Rz. 208

Anders als das Recht der Personengesellschaft unterscheidet das Recht der Erbengemeinschaft bei der Strukturierung ihrer Organisation nicht zwischen Geschäftsführung als Berechtigung und Verpflichtung im Innenverhältnis einerseits und Vertretung im Außenverhältnis andererseits, sondern spricht von Verwaltung und Verfügung über Nachlassgegenstände.

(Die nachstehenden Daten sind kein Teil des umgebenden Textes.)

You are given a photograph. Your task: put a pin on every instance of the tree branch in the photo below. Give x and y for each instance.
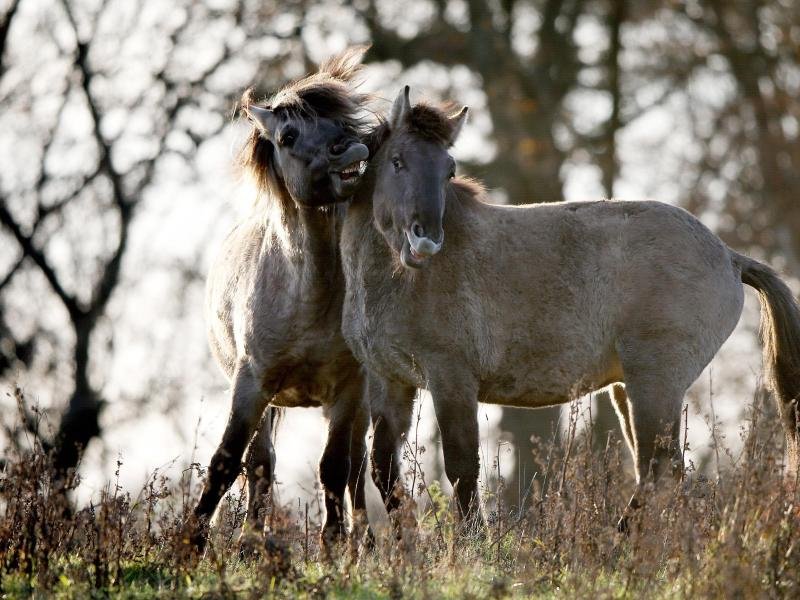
(37, 256)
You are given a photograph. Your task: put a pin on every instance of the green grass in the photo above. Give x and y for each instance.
(735, 538)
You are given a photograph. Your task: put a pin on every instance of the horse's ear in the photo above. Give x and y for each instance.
(457, 123)
(400, 109)
(263, 118)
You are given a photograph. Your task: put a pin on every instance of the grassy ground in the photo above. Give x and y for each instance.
(738, 537)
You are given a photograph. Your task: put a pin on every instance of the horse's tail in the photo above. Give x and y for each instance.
(780, 337)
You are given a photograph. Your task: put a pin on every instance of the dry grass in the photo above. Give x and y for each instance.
(737, 537)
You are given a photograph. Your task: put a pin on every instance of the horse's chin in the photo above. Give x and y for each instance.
(409, 258)
(344, 185)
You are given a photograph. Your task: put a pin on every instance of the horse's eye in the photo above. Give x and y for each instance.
(287, 138)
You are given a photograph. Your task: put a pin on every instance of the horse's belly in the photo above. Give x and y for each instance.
(548, 383)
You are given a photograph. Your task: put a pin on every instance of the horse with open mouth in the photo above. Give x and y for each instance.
(274, 295)
(533, 306)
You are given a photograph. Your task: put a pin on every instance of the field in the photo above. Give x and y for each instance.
(736, 537)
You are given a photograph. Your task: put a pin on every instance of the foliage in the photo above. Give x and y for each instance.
(737, 537)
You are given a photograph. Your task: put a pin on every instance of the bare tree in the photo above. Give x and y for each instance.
(132, 127)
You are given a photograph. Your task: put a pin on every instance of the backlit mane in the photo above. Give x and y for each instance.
(329, 93)
(432, 122)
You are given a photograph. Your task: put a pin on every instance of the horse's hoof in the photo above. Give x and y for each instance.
(623, 526)
(193, 537)
(250, 545)
(331, 539)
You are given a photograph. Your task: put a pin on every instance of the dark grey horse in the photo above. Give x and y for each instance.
(274, 294)
(535, 305)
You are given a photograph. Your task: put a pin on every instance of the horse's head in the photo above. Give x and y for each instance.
(306, 139)
(412, 169)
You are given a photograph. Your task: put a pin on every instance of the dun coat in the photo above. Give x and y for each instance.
(532, 306)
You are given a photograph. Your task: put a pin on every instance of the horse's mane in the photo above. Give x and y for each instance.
(330, 93)
(467, 187)
(432, 122)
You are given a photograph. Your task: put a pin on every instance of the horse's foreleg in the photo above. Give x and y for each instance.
(358, 470)
(391, 407)
(247, 406)
(334, 467)
(260, 468)
(456, 405)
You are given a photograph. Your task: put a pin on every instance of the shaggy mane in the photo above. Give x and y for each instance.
(330, 93)
(432, 122)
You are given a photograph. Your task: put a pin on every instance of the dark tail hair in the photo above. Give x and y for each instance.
(780, 336)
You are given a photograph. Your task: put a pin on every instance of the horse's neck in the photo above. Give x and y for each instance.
(309, 239)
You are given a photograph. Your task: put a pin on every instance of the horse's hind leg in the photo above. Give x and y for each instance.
(247, 406)
(259, 467)
(653, 418)
(622, 405)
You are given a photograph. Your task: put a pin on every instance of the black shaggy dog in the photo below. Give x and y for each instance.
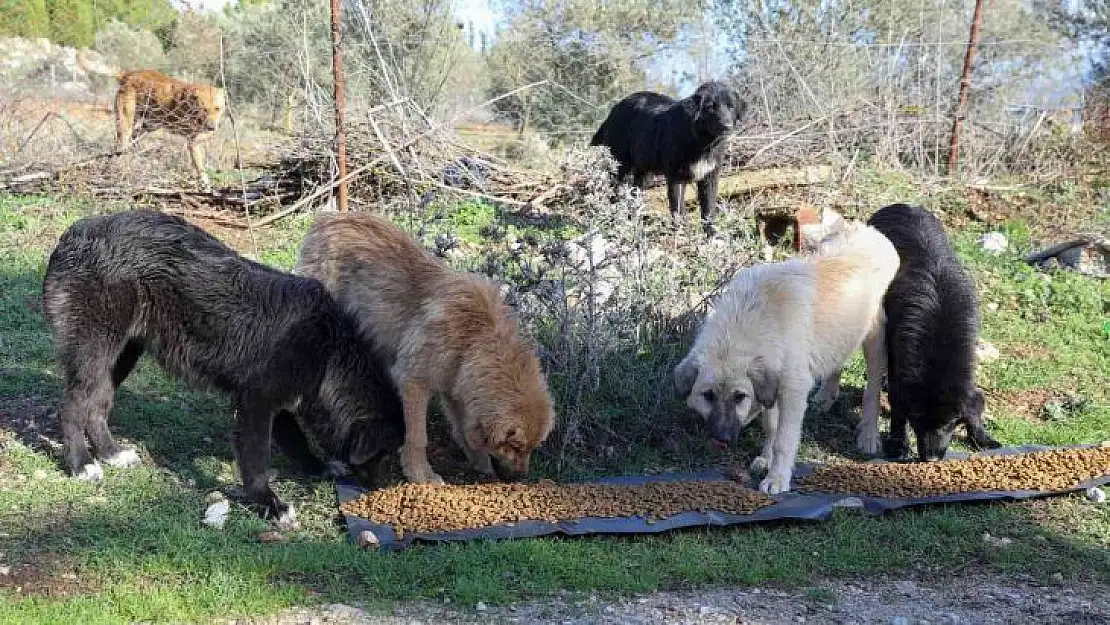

Für die Verwaltung gilt grundsätzlich das Mehrheitsprinzip (§§ 2038 Abs. 2, 745 Abs. 1 BGB), während für Verfügungen gemeinschaftliches Handeln vorgesehen ist (§ 2040 Abs. 1 BGB) – freilich nicht gleichzeitiges und gleichartiges: Eine frühere Einwilligung oder eine spätere Genehmigung eines Miterben reicht aus.

 

Rz. 209

Die Grundsätze ordnungsgemäßer Verwaltung folgen nach § 2038 Abs. 2 S. 1 BGB aus § 745 BGB.[194] Danach muss die Verwaltung der Beschaffenheit des Gegenstandes und dem Interesse aller Miterben nach billigem Ermessen unter Ausschluss wesentlicher Veränderungen entsprechen. Entscheidend ist, was eine verständige Person, nicht der verklagte Miterbe, aus der Sicht eines wirtschaftlich und vernünftig denkenden Beurteilers in der gleichen Situation machen würde.[195] Nicht erforderlich ist, dass die Maßnahme die Interessen jedes Miterben "bestmöglich" oder optimal wahrt.[196]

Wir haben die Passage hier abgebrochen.